I wrote a long article about this just a week or so ago.
--
In-Real-Life: Chris Torek, Wind River Systems
Salt Lake City, UT, USA (40°39.22'N, 111°50.29'W) +1 801 277 2603
email: forget about it http://web.torek.net/torek/index.html
Reading email is like searching for food in the garbage, thanks to spammers.

Christopher Benson-Manica <> writes:
> Bo Sun <> spoke thus:
>
> > char* hello = "Hello World\n";
> > hello[5] = 's';
>
> > why I cannot modify hello[5]?
>
> Short answer: Because the Standard says so.
>
> hello points to a string literal. The Standard states that attempting
> to modify a string literal (as you are trying to do) results in
> undefined behavior. Some implementations may let you get away with it
> anyway; however, in many (most?) cases, string literals are stored in
> read-only memory, and attempting to modify the contents of such memory
> is a sure way to cause problems for yourself.

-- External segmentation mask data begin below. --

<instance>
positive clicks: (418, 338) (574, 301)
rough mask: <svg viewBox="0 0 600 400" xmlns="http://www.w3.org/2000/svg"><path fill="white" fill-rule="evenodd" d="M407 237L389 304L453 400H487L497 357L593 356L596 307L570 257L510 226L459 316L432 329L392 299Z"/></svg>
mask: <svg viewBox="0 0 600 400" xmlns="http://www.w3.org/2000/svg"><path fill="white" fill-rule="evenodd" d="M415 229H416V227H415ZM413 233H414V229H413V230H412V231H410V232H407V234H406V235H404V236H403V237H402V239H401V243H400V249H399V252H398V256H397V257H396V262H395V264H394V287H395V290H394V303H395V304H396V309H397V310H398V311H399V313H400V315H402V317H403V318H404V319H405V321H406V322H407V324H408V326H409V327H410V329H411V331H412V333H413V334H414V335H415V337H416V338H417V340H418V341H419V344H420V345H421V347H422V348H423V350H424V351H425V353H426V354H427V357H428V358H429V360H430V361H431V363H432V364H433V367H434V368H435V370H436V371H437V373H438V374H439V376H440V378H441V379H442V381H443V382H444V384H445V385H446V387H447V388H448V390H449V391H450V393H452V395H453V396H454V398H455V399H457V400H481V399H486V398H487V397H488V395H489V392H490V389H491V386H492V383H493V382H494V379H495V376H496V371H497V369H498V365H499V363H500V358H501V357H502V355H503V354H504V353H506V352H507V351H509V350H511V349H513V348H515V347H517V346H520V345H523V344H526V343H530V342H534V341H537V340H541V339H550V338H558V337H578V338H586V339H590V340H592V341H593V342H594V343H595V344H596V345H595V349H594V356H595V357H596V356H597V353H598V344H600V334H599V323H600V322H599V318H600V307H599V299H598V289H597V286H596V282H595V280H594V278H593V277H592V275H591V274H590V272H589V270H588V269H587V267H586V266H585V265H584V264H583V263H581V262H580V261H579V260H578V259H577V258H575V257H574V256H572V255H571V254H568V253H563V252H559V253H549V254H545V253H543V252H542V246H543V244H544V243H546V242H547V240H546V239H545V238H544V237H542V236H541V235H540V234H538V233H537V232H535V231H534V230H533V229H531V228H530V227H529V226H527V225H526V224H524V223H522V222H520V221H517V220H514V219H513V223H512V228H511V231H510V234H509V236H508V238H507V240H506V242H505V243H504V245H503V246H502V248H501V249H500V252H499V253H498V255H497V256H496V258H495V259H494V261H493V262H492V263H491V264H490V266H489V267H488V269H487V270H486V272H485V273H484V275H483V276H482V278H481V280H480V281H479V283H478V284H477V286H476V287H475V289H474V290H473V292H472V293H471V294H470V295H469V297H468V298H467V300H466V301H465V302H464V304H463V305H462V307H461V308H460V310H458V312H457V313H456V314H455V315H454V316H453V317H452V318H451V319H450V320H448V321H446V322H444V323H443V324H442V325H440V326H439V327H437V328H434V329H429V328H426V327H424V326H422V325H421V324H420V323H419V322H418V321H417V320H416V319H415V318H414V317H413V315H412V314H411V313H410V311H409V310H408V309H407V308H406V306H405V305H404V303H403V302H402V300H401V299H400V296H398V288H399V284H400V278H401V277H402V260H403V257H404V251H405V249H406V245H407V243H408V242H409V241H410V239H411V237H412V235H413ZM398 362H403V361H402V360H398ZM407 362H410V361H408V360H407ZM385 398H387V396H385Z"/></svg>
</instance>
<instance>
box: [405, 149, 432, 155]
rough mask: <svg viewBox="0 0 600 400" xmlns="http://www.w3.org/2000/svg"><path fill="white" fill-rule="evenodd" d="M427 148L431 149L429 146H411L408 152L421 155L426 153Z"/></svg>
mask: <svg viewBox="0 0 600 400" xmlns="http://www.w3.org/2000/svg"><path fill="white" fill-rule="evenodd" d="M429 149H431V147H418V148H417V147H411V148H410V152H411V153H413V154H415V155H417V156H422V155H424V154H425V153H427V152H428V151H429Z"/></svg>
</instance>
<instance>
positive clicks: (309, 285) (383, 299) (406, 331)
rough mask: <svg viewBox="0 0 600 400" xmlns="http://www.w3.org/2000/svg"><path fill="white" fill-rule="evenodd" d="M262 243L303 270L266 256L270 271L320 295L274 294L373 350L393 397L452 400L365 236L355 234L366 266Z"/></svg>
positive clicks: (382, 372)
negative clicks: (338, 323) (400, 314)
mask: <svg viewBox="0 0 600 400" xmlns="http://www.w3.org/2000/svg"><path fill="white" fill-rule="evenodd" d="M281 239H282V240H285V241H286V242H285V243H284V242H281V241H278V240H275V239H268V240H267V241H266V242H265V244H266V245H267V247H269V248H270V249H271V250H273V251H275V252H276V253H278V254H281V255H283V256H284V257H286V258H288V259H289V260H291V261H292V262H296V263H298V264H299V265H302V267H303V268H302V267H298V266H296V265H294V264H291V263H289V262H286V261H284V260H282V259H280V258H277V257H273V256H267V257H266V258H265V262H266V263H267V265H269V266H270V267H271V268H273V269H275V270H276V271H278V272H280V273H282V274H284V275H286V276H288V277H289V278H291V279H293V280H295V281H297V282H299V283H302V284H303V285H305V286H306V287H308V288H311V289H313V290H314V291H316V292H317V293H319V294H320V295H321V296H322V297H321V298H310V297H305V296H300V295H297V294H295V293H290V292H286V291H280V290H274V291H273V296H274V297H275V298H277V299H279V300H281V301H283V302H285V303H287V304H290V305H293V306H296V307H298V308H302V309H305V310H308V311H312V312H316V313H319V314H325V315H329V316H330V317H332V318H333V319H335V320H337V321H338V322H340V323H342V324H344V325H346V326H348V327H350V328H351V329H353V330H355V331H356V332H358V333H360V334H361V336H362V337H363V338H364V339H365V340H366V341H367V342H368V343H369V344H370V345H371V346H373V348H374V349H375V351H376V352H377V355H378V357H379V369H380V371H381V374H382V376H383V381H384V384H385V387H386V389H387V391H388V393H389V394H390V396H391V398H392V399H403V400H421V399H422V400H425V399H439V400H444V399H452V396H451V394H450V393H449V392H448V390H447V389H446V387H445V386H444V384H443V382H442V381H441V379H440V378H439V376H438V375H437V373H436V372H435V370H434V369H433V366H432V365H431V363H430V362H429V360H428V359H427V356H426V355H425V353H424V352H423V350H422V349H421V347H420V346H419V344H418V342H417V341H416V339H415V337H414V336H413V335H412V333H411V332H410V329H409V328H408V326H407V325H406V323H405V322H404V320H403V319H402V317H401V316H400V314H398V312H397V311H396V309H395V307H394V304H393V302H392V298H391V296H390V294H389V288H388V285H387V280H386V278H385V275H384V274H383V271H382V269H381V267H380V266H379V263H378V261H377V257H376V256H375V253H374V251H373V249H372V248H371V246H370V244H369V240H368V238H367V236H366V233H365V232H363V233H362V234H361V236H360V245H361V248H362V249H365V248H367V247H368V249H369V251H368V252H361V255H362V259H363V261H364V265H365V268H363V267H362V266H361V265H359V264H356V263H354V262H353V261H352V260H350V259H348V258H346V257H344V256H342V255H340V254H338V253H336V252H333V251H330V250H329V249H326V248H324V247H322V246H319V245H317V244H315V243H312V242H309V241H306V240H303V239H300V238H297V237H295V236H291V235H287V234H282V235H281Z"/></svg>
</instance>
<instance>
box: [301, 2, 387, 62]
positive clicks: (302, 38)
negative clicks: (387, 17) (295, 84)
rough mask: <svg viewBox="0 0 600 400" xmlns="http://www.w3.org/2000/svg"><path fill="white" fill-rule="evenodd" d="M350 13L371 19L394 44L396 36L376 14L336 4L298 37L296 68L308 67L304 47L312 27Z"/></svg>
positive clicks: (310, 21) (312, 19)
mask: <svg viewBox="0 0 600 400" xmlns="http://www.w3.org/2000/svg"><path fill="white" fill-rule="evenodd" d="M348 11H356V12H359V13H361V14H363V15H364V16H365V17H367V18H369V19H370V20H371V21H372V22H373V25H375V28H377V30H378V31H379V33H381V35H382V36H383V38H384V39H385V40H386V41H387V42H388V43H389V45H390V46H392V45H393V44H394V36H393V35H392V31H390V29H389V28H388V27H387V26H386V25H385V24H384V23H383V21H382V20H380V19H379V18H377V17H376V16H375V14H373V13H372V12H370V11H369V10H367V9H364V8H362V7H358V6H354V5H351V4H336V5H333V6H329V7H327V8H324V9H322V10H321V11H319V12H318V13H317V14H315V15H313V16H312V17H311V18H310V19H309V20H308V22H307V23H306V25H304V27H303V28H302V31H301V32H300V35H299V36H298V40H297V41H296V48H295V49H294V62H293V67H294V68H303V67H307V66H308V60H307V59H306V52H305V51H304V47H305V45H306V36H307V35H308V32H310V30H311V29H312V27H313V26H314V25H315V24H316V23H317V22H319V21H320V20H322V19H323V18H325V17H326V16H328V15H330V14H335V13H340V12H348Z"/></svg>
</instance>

A small (and mostly irrelevant) clarification:

In most systems, string literals are not actually stored in ROM (i.e.,
in memory chips whose contents physically cannot be modified by
software). They're usually stored in the same kind of RAM
(random-access read/write memory) as all the other code and data in
your operating system and programs. (I'll ignore virtual memory.)

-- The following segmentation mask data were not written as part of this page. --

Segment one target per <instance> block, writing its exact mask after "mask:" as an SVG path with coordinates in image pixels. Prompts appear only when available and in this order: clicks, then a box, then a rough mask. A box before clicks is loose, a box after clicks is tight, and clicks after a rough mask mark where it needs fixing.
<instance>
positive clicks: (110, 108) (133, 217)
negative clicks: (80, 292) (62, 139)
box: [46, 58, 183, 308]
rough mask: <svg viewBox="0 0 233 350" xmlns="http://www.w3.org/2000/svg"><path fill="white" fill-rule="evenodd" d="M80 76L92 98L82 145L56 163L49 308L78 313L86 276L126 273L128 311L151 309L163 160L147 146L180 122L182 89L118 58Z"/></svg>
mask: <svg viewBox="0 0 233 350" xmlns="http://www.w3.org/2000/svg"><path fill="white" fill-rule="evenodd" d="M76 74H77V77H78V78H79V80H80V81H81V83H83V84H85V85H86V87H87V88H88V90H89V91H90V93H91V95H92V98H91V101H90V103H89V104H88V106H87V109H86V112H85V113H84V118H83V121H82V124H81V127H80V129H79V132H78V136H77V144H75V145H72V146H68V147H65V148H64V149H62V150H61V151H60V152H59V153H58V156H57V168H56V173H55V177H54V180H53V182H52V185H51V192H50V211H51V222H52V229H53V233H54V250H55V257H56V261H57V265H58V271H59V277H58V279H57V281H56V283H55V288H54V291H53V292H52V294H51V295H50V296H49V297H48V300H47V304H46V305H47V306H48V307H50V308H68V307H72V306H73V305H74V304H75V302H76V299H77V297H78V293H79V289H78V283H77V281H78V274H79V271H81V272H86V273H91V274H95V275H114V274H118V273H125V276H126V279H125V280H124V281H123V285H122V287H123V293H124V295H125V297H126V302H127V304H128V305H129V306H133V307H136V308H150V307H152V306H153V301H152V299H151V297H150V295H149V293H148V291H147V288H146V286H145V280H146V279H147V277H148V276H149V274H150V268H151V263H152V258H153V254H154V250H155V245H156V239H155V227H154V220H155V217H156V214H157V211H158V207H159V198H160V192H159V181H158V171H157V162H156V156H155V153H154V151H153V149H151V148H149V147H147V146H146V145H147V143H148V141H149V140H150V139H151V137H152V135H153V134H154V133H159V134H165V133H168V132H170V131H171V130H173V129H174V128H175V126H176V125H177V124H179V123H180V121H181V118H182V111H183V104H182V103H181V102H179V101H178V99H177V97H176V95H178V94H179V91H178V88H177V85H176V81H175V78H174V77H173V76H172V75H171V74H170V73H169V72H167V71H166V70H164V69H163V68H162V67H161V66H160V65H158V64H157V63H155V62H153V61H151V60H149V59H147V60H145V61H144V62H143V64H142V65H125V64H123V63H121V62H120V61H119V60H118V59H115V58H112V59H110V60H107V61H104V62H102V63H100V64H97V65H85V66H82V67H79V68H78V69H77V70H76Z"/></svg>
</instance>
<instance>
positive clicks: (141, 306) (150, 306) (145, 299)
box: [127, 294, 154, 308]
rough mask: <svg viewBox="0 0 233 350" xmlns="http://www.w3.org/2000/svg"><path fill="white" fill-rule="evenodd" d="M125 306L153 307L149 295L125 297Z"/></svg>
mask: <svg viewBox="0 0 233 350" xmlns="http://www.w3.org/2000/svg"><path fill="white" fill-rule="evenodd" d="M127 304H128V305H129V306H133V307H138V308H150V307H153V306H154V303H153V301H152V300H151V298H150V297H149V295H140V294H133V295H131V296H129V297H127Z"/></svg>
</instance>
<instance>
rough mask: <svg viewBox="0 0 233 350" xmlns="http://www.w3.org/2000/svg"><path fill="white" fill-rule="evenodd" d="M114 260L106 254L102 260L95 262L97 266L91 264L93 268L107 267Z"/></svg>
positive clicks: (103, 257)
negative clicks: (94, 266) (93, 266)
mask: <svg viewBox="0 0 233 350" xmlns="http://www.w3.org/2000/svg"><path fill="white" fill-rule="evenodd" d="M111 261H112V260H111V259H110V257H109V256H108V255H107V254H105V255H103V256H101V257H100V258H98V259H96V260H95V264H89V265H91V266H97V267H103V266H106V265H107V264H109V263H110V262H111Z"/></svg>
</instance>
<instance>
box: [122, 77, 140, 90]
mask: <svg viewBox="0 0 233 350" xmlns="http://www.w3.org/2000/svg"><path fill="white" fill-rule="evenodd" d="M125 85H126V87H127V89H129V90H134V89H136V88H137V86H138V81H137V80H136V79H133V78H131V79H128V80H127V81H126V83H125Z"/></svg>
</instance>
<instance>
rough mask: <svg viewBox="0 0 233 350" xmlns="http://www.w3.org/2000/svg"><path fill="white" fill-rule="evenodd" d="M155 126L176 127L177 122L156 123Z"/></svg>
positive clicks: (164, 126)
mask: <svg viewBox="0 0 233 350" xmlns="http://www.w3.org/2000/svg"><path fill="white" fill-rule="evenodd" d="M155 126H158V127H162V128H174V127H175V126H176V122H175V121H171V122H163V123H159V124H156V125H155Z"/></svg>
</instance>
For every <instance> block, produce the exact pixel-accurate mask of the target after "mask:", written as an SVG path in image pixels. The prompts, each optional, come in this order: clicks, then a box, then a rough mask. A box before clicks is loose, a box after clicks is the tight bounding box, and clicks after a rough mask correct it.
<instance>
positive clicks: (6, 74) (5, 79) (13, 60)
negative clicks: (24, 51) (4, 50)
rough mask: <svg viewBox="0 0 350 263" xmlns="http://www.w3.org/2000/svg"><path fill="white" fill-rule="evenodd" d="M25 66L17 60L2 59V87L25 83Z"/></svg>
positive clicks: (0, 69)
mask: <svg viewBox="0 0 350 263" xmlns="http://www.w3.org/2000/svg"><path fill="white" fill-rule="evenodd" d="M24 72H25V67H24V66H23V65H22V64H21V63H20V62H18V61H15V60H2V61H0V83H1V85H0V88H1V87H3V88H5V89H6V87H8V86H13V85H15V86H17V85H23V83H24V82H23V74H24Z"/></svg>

When I ran a program that tried to modify a string literal, I got a
segmentation fault -- not because the string literal was stored in
ROM, but because the linker and operating system arranged for the
memory to be read-only for my program. It was written by the OS when
it loaded my program, and again when my program terminated.

In an embedded system, however, string literals, along with your
program's code, may be stored in some kind of ROM. In that case,
you'd have to burn your program to a ROM chip (or EEPROM, or whatever)
before you could run it.

The standard doesn't distinguish between these two cases. Trying to
modify a string literal results in undefined behavior, whether it's
because the memory is marked read-only by the OS, or because it's
burned into ROM, or because it's engraved on non-erasable stone
tablets. It could even succeed in modifying it; that's just one of
the infinitely many possible consequences of undefined behavior.

(Note that the phrase "modifying a string literal" is a shorthand. A
string literal exists only in a program's source code. What you're
trying to modify is the anonymous static array that's initialized from
the string literal.)

--
Keith Thompson (The_Other_Keith) kst- <http://www.ghoti.net/~kst>
San Diego Supercomputer Center <*> <http://www.sdsc.edu/~kst>
Schroedinger does Shakespeare: "To be *and* not to be"
(Note new e-mail address)

Keith Thompson <kst-> spoke thus:

> A small (and mostly irrelevant) clarification:
> (string literal clarification)

Irrelevant? Hardly! I appreciate knowing all the details - thanks.

--
Christopher Benson-Manica | I *should* know what I'm talking about - if I
ataru(at)cyberspace.org | don't, I need to know. Flames welcome.